I need to programm the Newton-Raphson method in R to estimate the parameter of a Poisson distribution. I am just getting started with programmation and with R. When i run my program with simulated data, R return some errors.

Error in if (abs(x1 - x0) < stoptol) break : 
missing value where TRUE/FALSE needed
In addition: Warning messages:
1: In log(mu) : NaNs produced
2: In log(mu) : NaNs produced
3: In log(mu) : NaNs produced

This is what i have so far:

#
#  NEWTON-RAPHSON METHOD 
#

#generate the data 
lambda=3.2
y=rpois(500,lambda)

#declare the log likehood function
poisson.lik<-function(mu,ydata=y){
   n<-length(ydata)
   logl<-sum(ydata)*log(mu)-n*mu-sum(lfactorial(ydata))
   return(-logl)
}

## Newton-Raphson 

NR<-function(initval, f, stoptol=1e-05, imax=25){
   i=0
   h=1e-05
   x0=initval-0.1
   x1=initval

   while(i<=imax){
     df.dx=(f(x0+h)-f(x0))/h
     x1=(x0-(f(x0)/df.dx))
     i=i+1
     if(abs(x1-x0)<stoptol) break
     x0=x1
    }
    list(nstep=i, initial=initval, final=x1, fctval=f(x1))
}

NR(initval=3,poisson.lik)

To my understanding, one problem comes from the value that the parameter mu takes in the iterations of NR function and the computation of the log. Maybe i should force mu taking only a range of values... The other error is about the condition "if" (the stop criterion) but i really dont know what the problem is.
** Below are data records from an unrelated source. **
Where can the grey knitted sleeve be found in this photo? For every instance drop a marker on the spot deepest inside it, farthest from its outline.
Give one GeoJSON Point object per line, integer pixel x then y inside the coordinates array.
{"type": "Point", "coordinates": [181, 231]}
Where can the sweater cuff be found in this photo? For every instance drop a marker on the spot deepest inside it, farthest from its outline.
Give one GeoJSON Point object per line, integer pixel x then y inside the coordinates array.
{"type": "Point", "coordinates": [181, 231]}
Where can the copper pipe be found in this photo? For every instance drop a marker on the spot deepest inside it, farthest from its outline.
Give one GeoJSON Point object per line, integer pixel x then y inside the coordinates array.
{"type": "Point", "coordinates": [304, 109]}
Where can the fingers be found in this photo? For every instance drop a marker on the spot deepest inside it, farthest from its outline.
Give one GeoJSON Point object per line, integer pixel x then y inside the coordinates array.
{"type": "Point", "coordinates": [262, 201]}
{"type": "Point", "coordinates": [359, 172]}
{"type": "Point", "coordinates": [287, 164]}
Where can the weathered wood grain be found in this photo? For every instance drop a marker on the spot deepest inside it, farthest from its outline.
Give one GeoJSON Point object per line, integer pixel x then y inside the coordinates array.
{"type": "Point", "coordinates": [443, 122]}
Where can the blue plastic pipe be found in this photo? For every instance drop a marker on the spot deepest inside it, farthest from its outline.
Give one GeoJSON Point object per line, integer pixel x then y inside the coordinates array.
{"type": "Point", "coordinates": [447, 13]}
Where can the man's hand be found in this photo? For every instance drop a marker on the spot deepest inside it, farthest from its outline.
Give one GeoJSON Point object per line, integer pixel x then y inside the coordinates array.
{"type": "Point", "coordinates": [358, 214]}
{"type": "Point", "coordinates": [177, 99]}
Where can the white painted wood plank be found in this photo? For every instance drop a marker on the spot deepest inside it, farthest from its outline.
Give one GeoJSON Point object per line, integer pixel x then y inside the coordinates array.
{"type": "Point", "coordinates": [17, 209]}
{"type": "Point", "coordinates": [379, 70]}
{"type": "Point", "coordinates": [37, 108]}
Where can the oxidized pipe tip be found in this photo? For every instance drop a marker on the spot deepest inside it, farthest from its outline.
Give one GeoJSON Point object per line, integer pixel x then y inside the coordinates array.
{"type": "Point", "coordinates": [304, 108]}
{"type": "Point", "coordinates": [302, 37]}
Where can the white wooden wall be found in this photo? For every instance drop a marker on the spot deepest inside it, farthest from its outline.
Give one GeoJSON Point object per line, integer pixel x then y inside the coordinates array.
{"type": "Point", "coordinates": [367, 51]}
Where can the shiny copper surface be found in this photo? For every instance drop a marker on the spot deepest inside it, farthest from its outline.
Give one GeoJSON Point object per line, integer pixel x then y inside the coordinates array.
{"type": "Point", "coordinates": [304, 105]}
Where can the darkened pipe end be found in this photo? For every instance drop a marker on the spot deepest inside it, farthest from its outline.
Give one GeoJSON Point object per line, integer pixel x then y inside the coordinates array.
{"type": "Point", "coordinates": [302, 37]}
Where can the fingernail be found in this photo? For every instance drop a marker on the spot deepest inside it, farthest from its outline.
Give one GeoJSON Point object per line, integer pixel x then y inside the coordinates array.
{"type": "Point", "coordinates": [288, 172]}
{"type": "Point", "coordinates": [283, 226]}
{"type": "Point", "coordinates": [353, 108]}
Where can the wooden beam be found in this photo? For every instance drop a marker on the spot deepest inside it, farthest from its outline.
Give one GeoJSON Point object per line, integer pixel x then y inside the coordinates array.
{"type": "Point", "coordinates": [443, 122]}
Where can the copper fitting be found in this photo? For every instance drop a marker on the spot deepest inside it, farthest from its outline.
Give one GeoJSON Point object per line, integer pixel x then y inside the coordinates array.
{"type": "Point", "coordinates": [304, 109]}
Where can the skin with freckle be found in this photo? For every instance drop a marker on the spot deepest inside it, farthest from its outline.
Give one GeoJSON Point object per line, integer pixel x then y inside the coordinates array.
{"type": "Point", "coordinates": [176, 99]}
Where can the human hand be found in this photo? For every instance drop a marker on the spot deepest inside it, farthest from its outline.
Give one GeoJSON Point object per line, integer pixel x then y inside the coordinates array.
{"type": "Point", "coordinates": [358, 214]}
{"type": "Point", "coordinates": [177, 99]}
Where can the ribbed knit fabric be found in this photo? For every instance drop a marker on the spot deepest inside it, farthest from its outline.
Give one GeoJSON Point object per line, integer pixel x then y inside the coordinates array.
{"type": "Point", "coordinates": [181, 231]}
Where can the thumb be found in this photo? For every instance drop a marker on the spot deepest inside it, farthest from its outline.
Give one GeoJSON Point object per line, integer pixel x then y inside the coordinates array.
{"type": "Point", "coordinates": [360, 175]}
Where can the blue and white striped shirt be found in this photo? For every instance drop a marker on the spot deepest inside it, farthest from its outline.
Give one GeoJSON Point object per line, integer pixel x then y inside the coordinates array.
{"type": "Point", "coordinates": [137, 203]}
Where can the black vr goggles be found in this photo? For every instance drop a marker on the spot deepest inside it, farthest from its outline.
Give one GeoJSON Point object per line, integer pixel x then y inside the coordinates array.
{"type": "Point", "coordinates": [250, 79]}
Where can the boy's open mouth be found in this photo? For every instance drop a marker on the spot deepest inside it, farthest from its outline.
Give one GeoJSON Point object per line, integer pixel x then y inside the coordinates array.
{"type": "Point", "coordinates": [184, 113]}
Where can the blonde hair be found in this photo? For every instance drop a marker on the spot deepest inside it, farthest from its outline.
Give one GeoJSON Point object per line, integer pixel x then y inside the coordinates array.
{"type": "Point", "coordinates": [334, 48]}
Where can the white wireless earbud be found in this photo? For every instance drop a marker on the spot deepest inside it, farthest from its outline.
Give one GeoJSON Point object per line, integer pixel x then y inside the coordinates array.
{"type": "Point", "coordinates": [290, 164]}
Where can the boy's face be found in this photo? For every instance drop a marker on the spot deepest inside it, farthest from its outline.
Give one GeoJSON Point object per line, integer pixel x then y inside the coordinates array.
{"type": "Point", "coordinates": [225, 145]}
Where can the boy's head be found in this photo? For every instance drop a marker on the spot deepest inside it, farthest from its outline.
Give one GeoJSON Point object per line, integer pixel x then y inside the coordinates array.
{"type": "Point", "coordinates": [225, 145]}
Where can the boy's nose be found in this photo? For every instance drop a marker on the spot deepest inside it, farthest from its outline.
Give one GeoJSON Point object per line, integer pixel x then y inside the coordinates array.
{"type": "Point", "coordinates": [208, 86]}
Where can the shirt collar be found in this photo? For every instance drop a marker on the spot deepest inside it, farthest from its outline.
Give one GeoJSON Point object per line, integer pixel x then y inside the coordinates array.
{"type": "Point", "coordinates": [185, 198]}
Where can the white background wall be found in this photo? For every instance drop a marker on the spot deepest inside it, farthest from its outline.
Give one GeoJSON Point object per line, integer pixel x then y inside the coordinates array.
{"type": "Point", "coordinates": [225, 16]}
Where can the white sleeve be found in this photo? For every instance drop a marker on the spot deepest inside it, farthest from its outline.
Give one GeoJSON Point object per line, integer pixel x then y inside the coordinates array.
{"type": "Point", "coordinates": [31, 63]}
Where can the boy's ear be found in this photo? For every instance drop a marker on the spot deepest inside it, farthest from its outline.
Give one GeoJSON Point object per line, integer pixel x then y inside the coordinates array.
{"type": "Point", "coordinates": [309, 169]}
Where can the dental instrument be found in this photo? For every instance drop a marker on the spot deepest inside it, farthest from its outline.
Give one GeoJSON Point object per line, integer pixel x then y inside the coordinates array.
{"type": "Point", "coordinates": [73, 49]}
Your NaN issue was coming from your poisson.lik function. You need to have log(abs(mu)) in the case where mu is negative.

#
#  NEWTON-RAPHSON METHOD 
#

#generate the data 
lambda <- 3.2
ydata <- rpois(500, lambda)

#declare the log likehood function
poisson.lik <- function(mu = ""){
    n <- length(ydata)
    loglik <- -n * mu - sum(log(factorial(ydata))) + log(abs(mu)) * sum(ydata) 
    return(-loglik)
}

#creating the Newton Raphson loop
NR <- function ( mu = "", initval = "", f = "", stoptol = 1e-05, imax = "") {
    i = 0
    h = .1
    mu0 = initval - 0.1
    mu1 = initval
    df.dx <- double(1) #predeclare your variable types     
    while ( abs(f(mu) - f(mu1)) > stoptol && i <= imax ) {
        mu0 <- mu1
        df.dx <- (f(mu0 + h) - f(mu0)) / h
        mu1 <- mu0 + (mu - mu1) / abs(df.dx)
        i <- i + 1        
    }
    return(list("nstep" = i, "Final" = mu1, "fctval" = f(mu1)))
} 

mu <- 3.2
initval <- 1
f <- poisson.lik
stoptol <- 0.0001
imax <- 10^4
NR(mu, initval, f, stoptol, imax)

The main issue I saw was that you need to know where you want the function to go to. It is usually used when you know some aspect about the data. For instance if you knew what you wanted the loglikelihood was, the skewness or some type of statistic so you can solve for the parameter that yields that same statistic. The code above solve the problem. Hope this helps.